Ministers told digital media essential in reaching more people

Feb 11, 2019


Dr. Arlecia Simmons speaks at the Granville Hicks Leadership Academy. (Photo special to The Panther)


Reaching more people with ministries through the use of digital media was the focus of the “Go Ye and Tweet: Using Digital Media for Ministry” event on Feb. 1 during the Granville Hicks Leadership Academy held at Claflin University.

The Rev. Dr. Arlecia D. Simmons, a minister and Claflin professor teaching social media/digital media, promoted use of social media in church by highlighting positive outcomes from fusing technology with old concepts. She suggested churches hire a market place ministry consultant.

Simmons posed the question of how congregations can be served in the present age.

“Some of you believe Facebook is the devil. It can be used for the Lord’s work,” Simmons said.

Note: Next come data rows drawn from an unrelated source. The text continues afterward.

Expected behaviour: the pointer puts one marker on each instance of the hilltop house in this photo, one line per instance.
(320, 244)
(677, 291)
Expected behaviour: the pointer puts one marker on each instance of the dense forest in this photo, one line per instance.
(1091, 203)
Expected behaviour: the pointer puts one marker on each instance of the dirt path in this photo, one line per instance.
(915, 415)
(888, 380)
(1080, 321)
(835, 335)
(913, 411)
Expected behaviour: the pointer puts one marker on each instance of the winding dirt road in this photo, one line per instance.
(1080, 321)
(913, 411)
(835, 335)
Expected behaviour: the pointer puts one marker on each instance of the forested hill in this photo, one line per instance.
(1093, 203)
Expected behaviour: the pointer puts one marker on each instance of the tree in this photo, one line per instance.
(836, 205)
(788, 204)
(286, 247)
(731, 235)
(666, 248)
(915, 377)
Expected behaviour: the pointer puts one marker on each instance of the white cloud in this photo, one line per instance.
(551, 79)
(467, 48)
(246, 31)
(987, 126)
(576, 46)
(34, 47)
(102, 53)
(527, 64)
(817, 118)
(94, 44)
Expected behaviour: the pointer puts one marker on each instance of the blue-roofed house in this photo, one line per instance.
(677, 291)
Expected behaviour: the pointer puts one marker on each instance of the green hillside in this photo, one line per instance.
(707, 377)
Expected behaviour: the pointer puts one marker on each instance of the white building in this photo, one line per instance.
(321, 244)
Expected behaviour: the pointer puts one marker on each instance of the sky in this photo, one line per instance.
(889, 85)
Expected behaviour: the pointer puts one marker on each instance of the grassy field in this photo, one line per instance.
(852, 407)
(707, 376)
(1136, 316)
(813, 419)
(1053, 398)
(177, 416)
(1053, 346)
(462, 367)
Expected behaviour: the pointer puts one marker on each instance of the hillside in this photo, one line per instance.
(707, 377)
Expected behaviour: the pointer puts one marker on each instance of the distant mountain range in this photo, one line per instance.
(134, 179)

Several audience members expressed fears of incorporating technology into their ministries.

Their concerns:

  • “Someone taking something political that wasn’t mean to be taken political.”
  • “Reaching people who don’t have good intentions.”
  • “Turning off the older generations in the church because of technology.”
  • “Not having someone who can run the technology.”

Simmons urged the audience not to be offended and to understand where she was coming from in regard to traditional ministries’ success. Grow with the times or get left behind, she said.

She said the cellphones of today are great tools. Younger generations can be put to work and monitor and keep up via digital -- even if older generations do not want to.

Ministries today are competing with those reaching a broader audience by use of online, she said. Younger people can be motivated throughout the week instead of only on Sunday.

She said there are no excuses now for not incorporating an online presence in ministries, saying she knows a 91-year-old woman using social media. Age is not a reason to forego social media and other digital tools.

Simmons reiterated that adults can no longer fear technology.

“Congregations that fail to reach out to potential members through digital media will fail,” Simmons said.

She left the audience with tips and solutions for the transition.

“Technology must be coupled with engagement,” Simmons said.

Her tips include knowing the difference between electronic church (radio, television, prayer lines, etc.) and digital church (streaming, podcast, blogging, etc.), investing in SEO and ministry websites and considering other ways of reaching their audience.

“Sometimes people connect with God and words. Other times during the week, so look into podcasting,” Simmons suggested.

She challenged those who are digital ministers and those interested to sit down and turn on Facebook Live to record. Within that, they should highlight sermon points and where they are located for traditional church.

“You’re reaching more people. Keeping the engagement going and connecting with people while you’re speaking brings more viewers,” Simmons emphasized.

She reminded the audience that the goal of the conversation is influence you to go back and talk with your board members about strategies.

“The gospel is free, but ministry comes with a cost.”